Porque el que no tuvo nunca mucho adentro se apurará en echarse encima todo lo
que pueda para disimular sus vacíos, su miedo a no dar pie en esta nueva
realidad.
Al final colgamos
sabiendo que la conversación puede dar mucho más de sí. Mi amiga, además de
compartir sus angustias y delinearme un paisaje, el que deja tras sí este éxodo
tan monstruoso como discreto, me he regalado una imagen que describe a toda la tribu que fuimos, que seguimos siendo: animalitos artificiales luchando por
sobrevivir y, si tenemos suerte, por hacernos alguna vez reales. Tamagotchis.
2 comentarios:
Tema difícil.
Cada oleada de exiliados o inmigrantes, según se prefiera, carga con un bagaje distinto. Los "históricos" de los 60's y principios de los 70's no se quejaban, en cuanto tocaban tierra ya estaban buscando trabajo en lo que fuera. Conocí abogados prominentes sirviendo de choferes. Mi misma suegra, QEPD, una dama de cierto nivel social allá, se compró una mini-van VW de uso y se dedicó a transportar escolares de la casa a la escuela y viceversa. Los marielitos en Puerto Rico poblaron la Isla de guagüitas de "tripletas" (súper sandwiches de variedades casi infinitas), arrendaron terrenos agrícolas en desuso y los pusieron a producir, plantaron bandera como trabajadores técnicos buenos y responsables. Muchos compraron con sus ganacias propiedades para alquiler. Esos grupos tenían algo en común, la certeza de que, bajo las circunstancias de la partida, quemaron las naves a lo Hernán Cortés. Cuba quedó atrás. Vieron morir con estoicismo desde la distancia a padres, abuelos, hermanos, etc.

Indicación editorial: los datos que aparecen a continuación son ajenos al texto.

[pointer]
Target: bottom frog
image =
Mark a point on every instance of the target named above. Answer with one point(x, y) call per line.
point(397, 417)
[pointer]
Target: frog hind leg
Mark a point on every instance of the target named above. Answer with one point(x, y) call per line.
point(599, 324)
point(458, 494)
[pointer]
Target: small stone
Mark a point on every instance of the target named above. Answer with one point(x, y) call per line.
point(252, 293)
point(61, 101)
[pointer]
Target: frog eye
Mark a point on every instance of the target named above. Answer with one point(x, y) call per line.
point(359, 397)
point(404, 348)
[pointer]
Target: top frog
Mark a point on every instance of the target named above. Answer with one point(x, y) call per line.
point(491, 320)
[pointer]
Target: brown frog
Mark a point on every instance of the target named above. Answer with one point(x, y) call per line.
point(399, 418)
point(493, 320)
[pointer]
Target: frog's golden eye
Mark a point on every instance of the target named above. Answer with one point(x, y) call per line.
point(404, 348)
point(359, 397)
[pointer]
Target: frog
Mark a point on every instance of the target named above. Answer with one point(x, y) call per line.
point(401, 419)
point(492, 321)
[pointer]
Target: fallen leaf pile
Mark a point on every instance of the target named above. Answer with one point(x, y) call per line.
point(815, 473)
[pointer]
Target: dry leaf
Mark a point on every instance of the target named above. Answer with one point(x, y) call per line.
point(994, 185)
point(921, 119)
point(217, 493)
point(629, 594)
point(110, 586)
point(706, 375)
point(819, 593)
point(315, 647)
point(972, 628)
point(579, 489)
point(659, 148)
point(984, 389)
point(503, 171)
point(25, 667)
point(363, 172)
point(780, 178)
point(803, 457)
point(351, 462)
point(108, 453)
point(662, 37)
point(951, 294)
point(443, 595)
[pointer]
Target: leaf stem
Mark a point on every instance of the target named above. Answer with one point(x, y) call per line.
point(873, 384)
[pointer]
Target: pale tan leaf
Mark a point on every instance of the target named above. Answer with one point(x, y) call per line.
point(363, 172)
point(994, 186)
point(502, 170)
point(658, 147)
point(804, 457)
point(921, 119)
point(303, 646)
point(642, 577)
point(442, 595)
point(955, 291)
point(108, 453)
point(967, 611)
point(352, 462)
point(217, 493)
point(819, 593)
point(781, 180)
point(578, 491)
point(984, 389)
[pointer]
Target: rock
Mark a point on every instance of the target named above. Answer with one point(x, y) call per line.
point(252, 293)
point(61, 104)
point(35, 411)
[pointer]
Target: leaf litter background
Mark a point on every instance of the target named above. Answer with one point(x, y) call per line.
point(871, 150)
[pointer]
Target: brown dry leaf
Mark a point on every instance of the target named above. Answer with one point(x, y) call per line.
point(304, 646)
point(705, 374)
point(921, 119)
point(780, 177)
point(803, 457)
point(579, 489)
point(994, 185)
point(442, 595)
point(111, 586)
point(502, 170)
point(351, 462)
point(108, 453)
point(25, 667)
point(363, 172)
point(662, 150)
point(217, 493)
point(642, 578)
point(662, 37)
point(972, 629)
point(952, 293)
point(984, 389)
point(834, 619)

Después cambió el panorama. No digo que unos son mejores que otros, son diferentes porque unos estuvieron más tiempo expuestos que otros a la desnaturalización de ese experimento que ha sido la Revolución Cubana. A la mayoría se les hace difícil el proceso de adaptación. He conocido un cardiólogo cuya esposa se sacrificó trabajando como una bestia, para pagar los repasos profesionales del marido, con miras al exámen que lo revalidaría como médico en PR y varios de estados de EE.UU. Y también gente preparada académicamente trabajando de meseros o busboys, guardando lo que se ganan sin gastar un centavo, para regresar en cuanta oportunidad se les presenta. En Cuba tienen un hogar de ensueño con enseres, ropa y zapatos para disfrutar unas semanas al año. Sin raíces allá ni en el punto geográfico donde han recalado.
"To each his own". Tu amiga está haciendo lo que su conciencia de buen humano le dicta. Solo queda ver cómo responderá eventualmente su "tamagotchi".
Saludos
En Cuba, los daños al tejido social y al individuo son antropológicos. Su concepto de lo que es normal, legal y aceptable está enajenado de la realidad que encuentran al emigrar. Muchos reclaman con arrogancia derechos que no tienen, y creen merecer tratos preferenciales que no les corresponde. Pasan enormes trabajos para adaptarse al nuevo medio, y no pocos fracasan en ese intento.